Pourtant, le changement est peut-être proche. Si l’on en croit les déclarations du Premier ministre britannique David Cameron, déterminé à lutter contre «toutes les corruptions». Il pourrait ainsi annoncer à l’issue du sommet de jeudi la mise en place d’un registre public obligatoire et nominatif des titres de propriétés. Ce qui obligerait à dévoiler le véritable nom de tout responsable d’une transaction immobilière. Roman Borisovich se veut optimiste. «Les Panama Papers, ce n’est que le début. Les changements positifs sont dans l’air, explique-t-il. Si malheureusement, le sommet de jeudi se termine avec des déclarations vides ou des demi-mesures, il faudra que je continue à arpenter Londres avec mes KleptoTours, jusqu’à ce que des changements réels interviennent.»
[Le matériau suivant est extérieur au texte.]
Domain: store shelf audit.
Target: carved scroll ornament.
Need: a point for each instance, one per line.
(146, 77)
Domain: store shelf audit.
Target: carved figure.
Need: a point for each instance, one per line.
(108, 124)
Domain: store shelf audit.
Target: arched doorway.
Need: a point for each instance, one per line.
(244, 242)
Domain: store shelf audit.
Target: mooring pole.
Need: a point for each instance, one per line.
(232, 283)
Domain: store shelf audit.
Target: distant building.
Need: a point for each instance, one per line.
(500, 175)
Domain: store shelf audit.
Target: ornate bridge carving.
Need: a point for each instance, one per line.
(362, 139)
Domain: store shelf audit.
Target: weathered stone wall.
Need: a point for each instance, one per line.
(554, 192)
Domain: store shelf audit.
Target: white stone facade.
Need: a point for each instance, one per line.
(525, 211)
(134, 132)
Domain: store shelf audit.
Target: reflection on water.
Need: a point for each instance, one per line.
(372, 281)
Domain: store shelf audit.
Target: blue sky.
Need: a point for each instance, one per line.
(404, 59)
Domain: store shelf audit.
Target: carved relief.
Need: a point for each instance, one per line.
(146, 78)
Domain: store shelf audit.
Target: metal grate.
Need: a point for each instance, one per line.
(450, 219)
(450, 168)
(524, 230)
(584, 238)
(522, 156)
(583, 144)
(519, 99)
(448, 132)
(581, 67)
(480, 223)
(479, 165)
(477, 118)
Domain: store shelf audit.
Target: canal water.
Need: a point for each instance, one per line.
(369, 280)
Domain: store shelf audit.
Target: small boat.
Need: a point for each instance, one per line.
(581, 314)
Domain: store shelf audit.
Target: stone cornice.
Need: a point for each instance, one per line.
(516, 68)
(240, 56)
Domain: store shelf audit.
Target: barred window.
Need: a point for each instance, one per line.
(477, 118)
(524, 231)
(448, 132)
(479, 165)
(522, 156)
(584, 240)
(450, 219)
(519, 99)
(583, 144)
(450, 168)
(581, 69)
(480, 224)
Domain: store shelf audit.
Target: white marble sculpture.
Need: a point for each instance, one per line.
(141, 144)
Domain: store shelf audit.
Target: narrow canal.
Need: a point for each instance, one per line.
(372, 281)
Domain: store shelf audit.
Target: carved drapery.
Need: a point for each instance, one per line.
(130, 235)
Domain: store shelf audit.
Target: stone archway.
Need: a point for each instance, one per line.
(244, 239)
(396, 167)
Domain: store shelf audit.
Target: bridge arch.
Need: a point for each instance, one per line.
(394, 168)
Un sommet très transparent
Ah, la bourde ! Mardi, lors d’une audience avec la reine Elizabeth II, le Premier ministre britannique, David Cameron, a glosé sur son sommet sur la corruption, organisé ce jeudi à Londres. Il s’est ainsi félicité de la présence des dirigeants de «l’Afghanistan et du Nigeria, deux pays fantastiquement corrompus». Sauf que, lui a fait remarquer l’archevêque de Canterbury, présent lors de la rencontre, «le nouveau président du Nigeria [Muhammadu Buhari, ndlr] n’est pas corrompu et lutte au contraire avec force» contre cet état de fait. Embarrassé par cet impair diplomatique, Cameron a reconnu que ces deux pays avaient accompli «des pas en avant considérables». Ce sommet international, auquel assistent le secrétaire d’Etat américain, John Kerry, et le ministre français des Finances, Michel Sapin, doit aborder la question de la transparence fiscale. Mais certains paradis fiscaux pourraient faire de la résistance. Les îles Caïmans ont confirmé leur venue mais pas les îles Vierges britanniques.